1)    Il problema delle frontiere tra le regioni del nord, arabe od arabizzate, e la regione autonoma meridionale. Con un colpo di mano parlamentare le aree petrolifere del sud dovevano passare al settentrione. Ho avuto modo di apprendere come, poco prima del mio arrivo a Malakal, ci doveva essere un ammutinamento delle truppe negre di stanza nei settori meridionali, previa uccisione degli ufficiali arabi. Fortunatamente non è avvenuto;

2)   Il problema del contrabbando di armi, anche pesanti, nelle regioni meridionali, provenienti da elementi del disciolto esercito ugandese di Idi Amin penetrati illegalmente in Sudan. 
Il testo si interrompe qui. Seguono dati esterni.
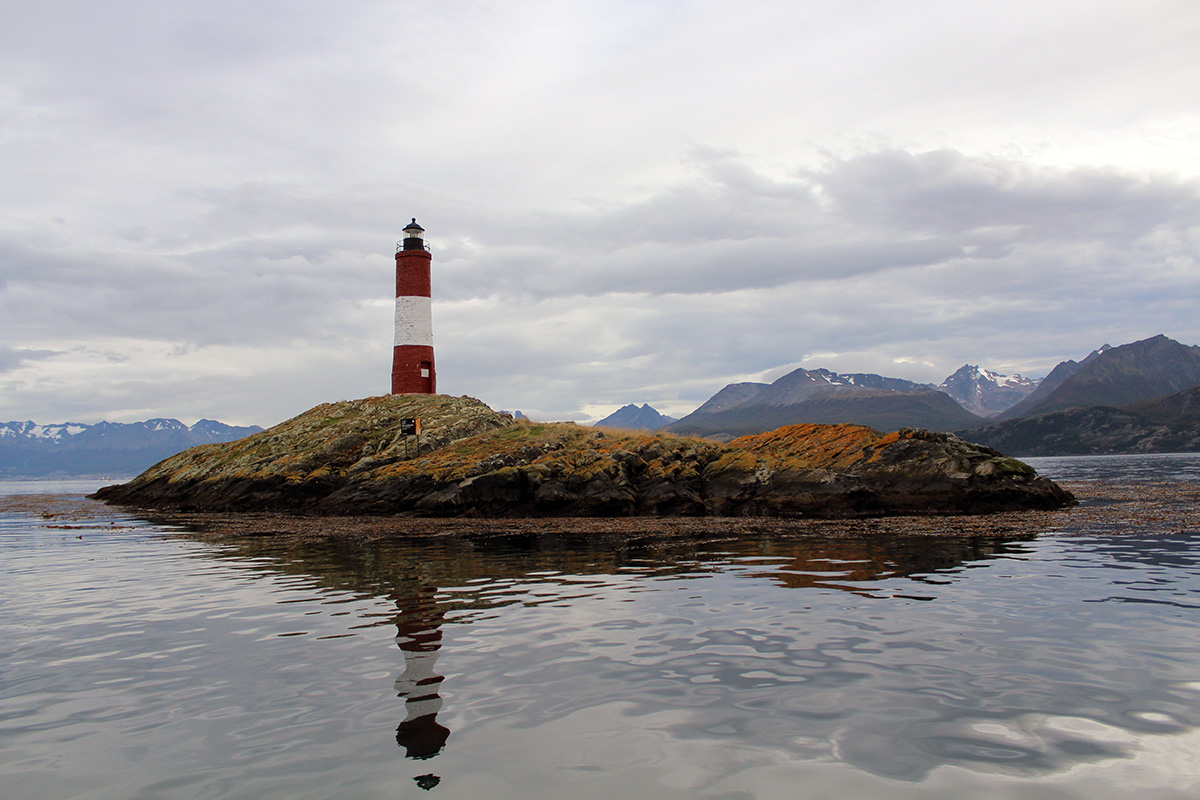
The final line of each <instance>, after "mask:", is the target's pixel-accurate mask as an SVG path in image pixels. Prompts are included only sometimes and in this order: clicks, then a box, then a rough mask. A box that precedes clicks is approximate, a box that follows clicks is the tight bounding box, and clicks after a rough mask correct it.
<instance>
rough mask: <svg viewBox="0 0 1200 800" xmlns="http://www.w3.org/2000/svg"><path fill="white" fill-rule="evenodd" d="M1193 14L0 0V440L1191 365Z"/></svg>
mask: <svg viewBox="0 0 1200 800" xmlns="http://www.w3.org/2000/svg"><path fill="white" fill-rule="evenodd" d="M1198 52H1200V4H1196V2H1195V0H1160V1H1156V0H1139V2H1129V1H1128V0H1086V1H1082V0H1060V1H1058V2H1054V4H1048V2H1045V1H1044V0H1038V1H1037V2H1033V1H1031V0H1003V1H992V0H972V1H964V0H944V1H943V0H838V1H834V0H788V1H775V0H763V1H760V2H746V1H745V0H740V1H739V2H733V1H726V0H638V1H625V0H606V1H605V2H598V1H592V0H578V1H572V2H548V1H530V0H505V1H504V2H487V1H482V0H480V1H476V0H425V1H407V0H401V1H396V0H391V1H384V0H342V1H340V2H336V4H334V2H326V1H325V0H286V1H283V0H257V1H256V2H244V1H238V2H233V1H224V0H173V1H172V2H161V1H160V0H134V1H122V0H103V1H100V2H97V1H96V0H88V1H74V0H42V1H34V0H0V421H7V420H34V421H37V422H42V423H49V422H65V421H77V422H97V421H101V420H110V421H118V422H131V421H138V420H145V419H150V417H176V419H180V420H182V421H185V422H187V423H191V422H194V421H196V420H198V419H200V417H208V419H216V420H221V421H224V422H229V423H241V425H250V423H257V425H262V426H270V425H274V423H276V422H280V421H283V420H286V419H288V417H290V416H294V415H296V414H300V413H302V411H304V410H306V409H308V408H311V407H313V405H317V404H319V403H324V402H332V401H338V399H352V398H359V397H367V396H376V395H383V393H386V392H388V391H389V386H390V383H389V381H390V371H391V343H392V330H391V329H392V313H394V283H395V261H394V252H395V245H396V241H397V240H398V239H401V237H402V233H401V230H402V228H403V227H404V224H407V223H408V222H409V219H410V218H413V217H416V219H418V222H420V224H421V225H422V227H424V228H425V229H426V239H427V241H428V243H430V247H431V251H432V254H433V267H432V269H433V336H434V348H436V357H437V371H438V390H439V391H440V392H443V393H448V395H469V396H472V397H478V398H480V399H482V401H484V402H485V403H487V404H490V405H491V407H492V408H496V409H506V410H521V411H523V413H526V414H527V415H529V416H532V417H534V419H544V420H577V421H592V420H596V419H599V417H601V416H605V415H606V414H608V413H611V411H613V410H616V409H617V408H618V407H620V405H624V404H626V403H637V404H642V403H649V404H650V405H653V407H654V408H656V409H658V410H660V411H662V413H665V414H671V415H673V416H682V415H684V414H686V413H689V411H691V410H694V409H695V408H696V407H697V405H700V404H701V403H702V402H703V401H706V399H707V398H708V397H710V396H712V395H714V393H715V392H716V391H718V390H720V389H721V387H722V386H725V385H726V384H730V383H737V381H745V380H757V381H769V380H774V379H775V378H779V377H780V375H782V374H786V373H787V372H790V371H792V369H796V368H798V367H804V368H817V367H824V368H828V369H834V371H838V372H875V373H880V374H884V375H889V377H896V378H907V379H910V380H918V381H930V383H940V381H941V380H943V379H944V378H946V377H947V375H949V374H950V373H953V372H954V371H955V369H956V368H959V367H960V366H962V365H964V363H972V365H979V366H982V367H985V368H989V369H992V371H996V372H1001V373H1006V374H1012V373H1021V374H1025V375H1032V377H1040V375H1044V374H1045V373H1046V372H1049V371H1050V369H1051V368H1052V367H1054V366H1055V363H1057V362H1060V361H1063V360H1066V359H1076V360H1078V359H1080V357H1082V356H1086V355H1087V354H1088V353H1090V351H1091V350H1093V349H1096V348H1098V347H1100V345H1102V344H1105V343H1109V344H1114V345H1116V344H1123V343H1127V342H1133V341H1138V339H1142V338H1147V337H1150V336H1154V335H1158V333H1165V335H1168V336H1170V337H1172V338H1175V339H1177V341H1181V342H1183V343H1187V344H1198V343H1200V312H1198V311H1196V308H1198V305H1200V265H1198V259H1200V58H1198V56H1196V53H1198Z"/></svg>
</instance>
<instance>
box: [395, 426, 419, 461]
mask: <svg viewBox="0 0 1200 800" xmlns="http://www.w3.org/2000/svg"><path fill="white" fill-rule="evenodd" d="M400 434H401V435H403V437H416V455H418V456H420V455H421V417H414V419H406V420H401V421H400ZM404 455H406V456H408V439H407V438H406V439H404ZM408 457H409V458H412V457H413V456H408Z"/></svg>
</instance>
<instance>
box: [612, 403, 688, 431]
mask: <svg viewBox="0 0 1200 800" xmlns="http://www.w3.org/2000/svg"><path fill="white" fill-rule="evenodd" d="M672 422H676V419H674V417H673V416H666V415H665V414H659V413H658V411H655V410H654V409H653V408H650V407H649V405H642V407H641V408H638V407H637V405H634V404H632V403H630V404H629V405H623V407H622V408H619V409H617V410H616V411H613V413H612V414H610V415H608V416H606V417H605V419H602V420H600V421H599V422H596V425H595V427H598V428H624V429H626V431H658V429H659V428H665V427H666V426H668V425H671V423H672Z"/></svg>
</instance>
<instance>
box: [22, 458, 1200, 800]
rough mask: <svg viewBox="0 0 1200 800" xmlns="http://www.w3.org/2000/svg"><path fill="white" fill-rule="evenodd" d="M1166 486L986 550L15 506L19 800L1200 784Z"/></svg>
mask: <svg viewBox="0 0 1200 800" xmlns="http://www.w3.org/2000/svg"><path fill="white" fill-rule="evenodd" d="M1196 458H1200V457H1195V458H1193V459H1192V461H1190V462H1188V464H1189V465H1190V467H1194V465H1195V464H1198V463H1200V462H1198V461H1196ZM1190 467H1189V468H1190ZM1181 486H1182V485H1181ZM1189 486H1192V487H1193V488H1192V489H1190V492H1192V494H1194V482H1192V483H1189ZM1156 491H1157V489H1156ZM1163 497H1164V498H1166V500H1164V503H1163V505H1162V506H1160V507H1159V509H1158V510H1156V513H1154V515H1152V516H1144V517H1141V518H1139V522H1138V523H1136V524H1134V523H1130V522H1128V521H1127V519H1126V518H1124V517H1122V515H1121V513H1120V507H1118V506H1112V507H1116V509H1117V513H1114V515H1112V516H1110V517H1105V518H1104V525H1103V530H1102V529H1099V528H1098V529H1096V530H1084V529H1072V528H1070V524H1069V519H1072V518H1073V517H1072V515H1045V516H1044V517H1038V516H1037V515H1034V516H1033V517H1031V518H1030V519H1034V521H1036V519H1043V521H1044V522H1043V523H1038V524H1040V525H1043V527H1037V525H1036V524H1034V522H1028V521H1027V524H1026V523H1022V527H1013V525H1012V524H1008V525H1007V528H1006V525H1004V524H1003V523H1002V518H996V521H997V530H996V534H995V535H976V536H954V535H947V534H944V533H943V534H941V535H898V534H895V531H889V529H888V525H889V523H886V522H884V523H881V524H880V527H878V529H877V531H876V534H871V535H866V534H863V535H845V534H829V535H822V534H820V533H818V530H817V529H818V528H820V525H818V527H816V528H814V530H810V531H808V533H800V534H790V533H781V531H778V530H775V531H767V533H757V534H749V535H748V534H744V533H742V534H738V535H732V534H727V533H726V534H722V531H721V530H720V529H710V530H708V531H707V533H704V534H702V535H691V534H688V535H682V534H680V535H676V534H672V535H666V536H664V535H656V536H650V535H646V536H640V535H634V534H628V535H617V534H595V533H592V534H587V535H582V534H570V533H553V531H545V533H528V531H529V530H530V529H535V527H534V523H530V522H526V523H523V525H522V527H523V529H524V531H526V533H521V534H515V533H514V534H506V535H493V536H486V537H479V536H462V537H460V536H430V537H418V539H412V537H409V539H403V537H373V535H371V534H370V531H368V535H365V536H361V537H359V536H350V537H347V539H344V540H341V541H302V540H301V541H298V540H294V539H289V537H283V536H270V535H258V536H239V537H235V539H222V540H220V541H208V540H204V541H200V540H194V539H190V537H178V536H173V535H172V530H170V529H166V528H161V527H158V525H157V524H156V523H152V522H148V521H144V519H138V518H120V519H114V521H112V522H109V521H106V522H103V523H96V524H94V525H89V524H88V523H80V524H64V523H61V522H59V521H55V519H48V521H47V519H40V518H37V517H29V516H22V515H19V513H17V515H10V513H4V515H0V585H4V591H2V593H0V612H2V613H0V663H4V664H5V669H4V670H0V771H2V774H4V781H2V787H4V790H2V794H4V795H5V799H6V800H26V799H29V800H32V799H34V798H46V796H80V798H83V796H114V798H115V796H130V798H133V796H148V798H149V796H194V798H200V796H223V798H256V799H262V798H288V799H289V800H290V799H295V798H328V796H416V795H420V794H421V793H422V792H424V790H428V792H431V793H434V794H436V795H437V796H442V798H476V796H487V798H493V799H494V798H500V799H506V798H512V799H517V798H521V799H522V800H528V798H563V796H568V798H576V796H577V798H586V796H598V798H599V796H638V798H641V796H647V798H650V796H653V798H671V799H673V798H680V799H682V798H703V796H714V798H715V796H760V798H794V796H821V793H822V792H824V794H826V795H828V796H863V798H875V796H888V798H901V799H904V798H912V799H916V798H928V796H1054V798H1080V799H1082V798H1087V799H1088V800H1116V799H1117V798H1122V799H1123V798H1128V796H1154V798H1165V799H1174V798H1193V796H1200V772H1198V770H1196V768H1195V764H1194V754H1195V752H1200V642H1198V640H1196V637H1195V636H1194V633H1195V630H1196V625H1198V624H1200V606H1198V603H1196V602H1195V597H1198V596H1200V546H1198V545H1200V542H1198V541H1196V537H1198V535H1200V531H1198V530H1196V529H1195V525H1194V523H1193V522H1192V521H1193V519H1194V516H1188V515H1189V513H1190V511H1189V510H1190V509H1192V507H1193V506H1192V505H1189V503H1188V501H1187V500H1186V498H1187V497H1190V495H1187V493H1182V494H1180V495H1178V497H1180V498H1183V500H1181V503H1180V504H1177V509H1178V511H1180V513H1175V512H1172V511H1171V509H1172V507H1176V506H1172V505H1171V504H1170V498H1169V497H1168V495H1163ZM1105 507H1109V506H1105ZM1104 513H1106V512H1104ZM1172 515H1174V516H1172ZM1123 519H1126V521H1123ZM1062 521H1068V524H1063V523H1062ZM938 524H940V525H941V527H942V530H943V531H944V529H946V527H947V525H948V524H950V522H947V521H942V522H941V523H938ZM682 528H688V524H682ZM798 787H799V788H798ZM805 787H808V788H805ZM809 788H812V792H811V793H809V794H805V793H806V792H809ZM413 793H416V795H414V794H413Z"/></svg>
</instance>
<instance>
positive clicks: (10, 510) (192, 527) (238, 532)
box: [0, 481, 1200, 542]
mask: <svg viewBox="0 0 1200 800" xmlns="http://www.w3.org/2000/svg"><path fill="white" fill-rule="evenodd" d="M1061 483H1062V486H1063V488H1067V489H1068V491H1070V492H1072V493H1074V494H1075V497H1076V498H1078V499H1079V504H1078V505H1075V506H1070V507H1067V509H1058V510H1054V511H1007V512H997V513H989V515H959V516H895V517H871V518H856V519H816V518H780V517H530V518H521V517H514V518H463V517H444V518H438V517H403V516H299V515H289V513H282V512H236V513H192V512H169V511H155V510H146V509H136V507H130V506H109V505H106V504H103V503H101V501H98V500H91V499H88V498H85V497H82V495H65V494H30V495H11V497H4V498H0V511H4V512H16V513H28V515H31V516H37V517H41V518H42V519H46V521H47V522H48V523H52V524H48V525H47V527H48V528H56V529H62V530H91V531H96V530H97V527H100V528H101V529H103V525H104V524H106V523H107V524H108V527H109V528H110V529H113V530H128V529H131V528H133V527H136V525H130V524H128V523H130V522H134V521H138V522H148V523H151V524H157V525H162V527H166V528H175V529H178V530H173V531H167V533H168V535H180V536H187V537H193V539H199V540H215V541H220V540H222V539H229V537H272V539H276V540H281V541H282V540H295V541H305V542H308V541H346V542H370V541H376V540H379V539H389V537H396V536H412V537H421V539H427V537H437V536H460V537H461V536H467V537H493V536H511V535H541V534H548V535H568V536H590V537H596V536H617V537H622V539H630V537H635V539H636V537H643V539H644V537H648V539H677V537H720V539H727V537H738V536H751V535H764V534H769V535H782V536H823V537H844V536H966V537H978V536H1030V535H1039V534H1050V533H1057V534H1070V535H1086V534H1112V535H1120V534H1122V533H1133V531H1136V533H1144V531H1147V530H1169V531H1176V533H1183V531H1184V530H1200V483H1196V482H1194V481H1171V482H1146V483H1132V485H1129V483H1126V485H1118V483H1110V482H1099V481H1073V482H1072V481H1062V482H1061ZM122 523H125V524H122Z"/></svg>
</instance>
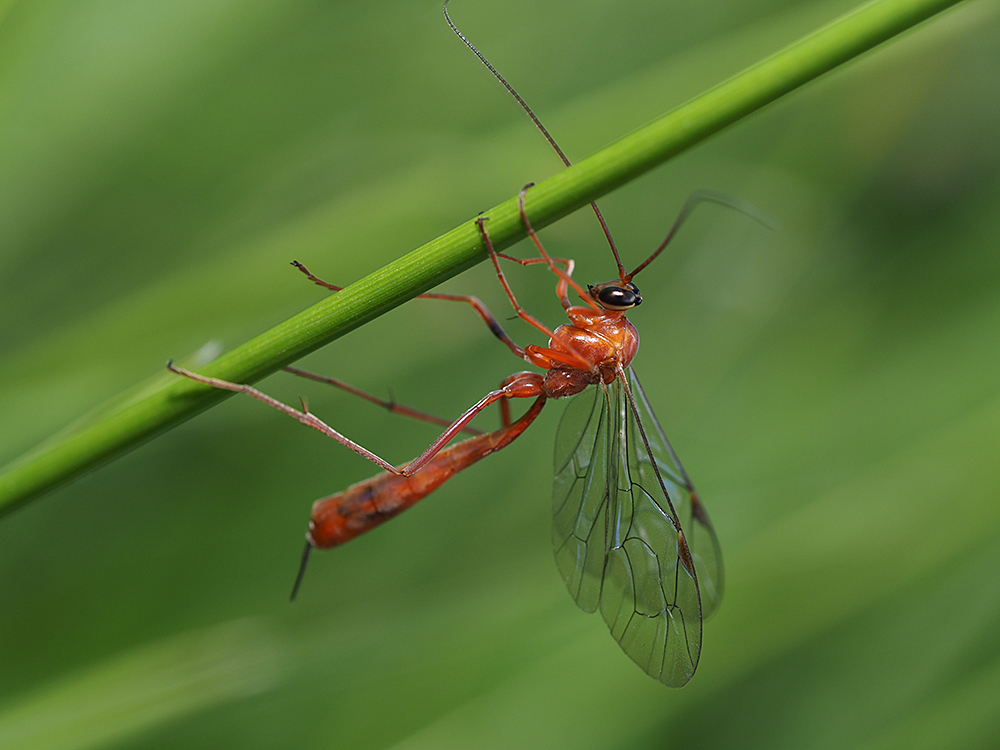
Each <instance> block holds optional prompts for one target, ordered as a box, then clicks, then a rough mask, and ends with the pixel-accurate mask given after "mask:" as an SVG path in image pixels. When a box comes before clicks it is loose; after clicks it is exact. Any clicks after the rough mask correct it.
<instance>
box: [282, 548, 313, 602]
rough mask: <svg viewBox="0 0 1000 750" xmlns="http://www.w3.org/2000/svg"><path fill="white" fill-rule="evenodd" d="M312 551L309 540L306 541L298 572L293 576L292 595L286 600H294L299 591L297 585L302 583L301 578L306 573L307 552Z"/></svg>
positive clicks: (301, 580) (308, 558)
mask: <svg viewBox="0 0 1000 750" xmlns="http://www.w3.org/2000/svg"><path fill="white" fill-rule="evenodd" d="M310 552H312V545H311V544H310V543H309V541H308V540H307V541H306V548H305V550H303V552H302V563H301V564H300V565H299V574H298V575H297V576H295V585H294V586H292V595H291V597H289V599H288V601H290V602H294V601H295V597H296V596H297V595H298V593H299V586H301V585H302V578H303V577H304V576H305V574H306V565H307V564H308V563H309V553H310Z"/></svg>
GGià parecchi mesi prima del mio arrivo c’erano state diverse razzie e contro-razzie di bestiame, ad opera di nomadi equipaggiati con armamento automatico, che avevano causato numerose perdite di vite umane.

InInfine ricordo i tradizionali contrasti tra Nuer, Dinka e Shilluk, tanto da provocare l’indizione di una conferenza dei capi dei vari gruppi tribali, con la partecipazione dei Commissioners governativi.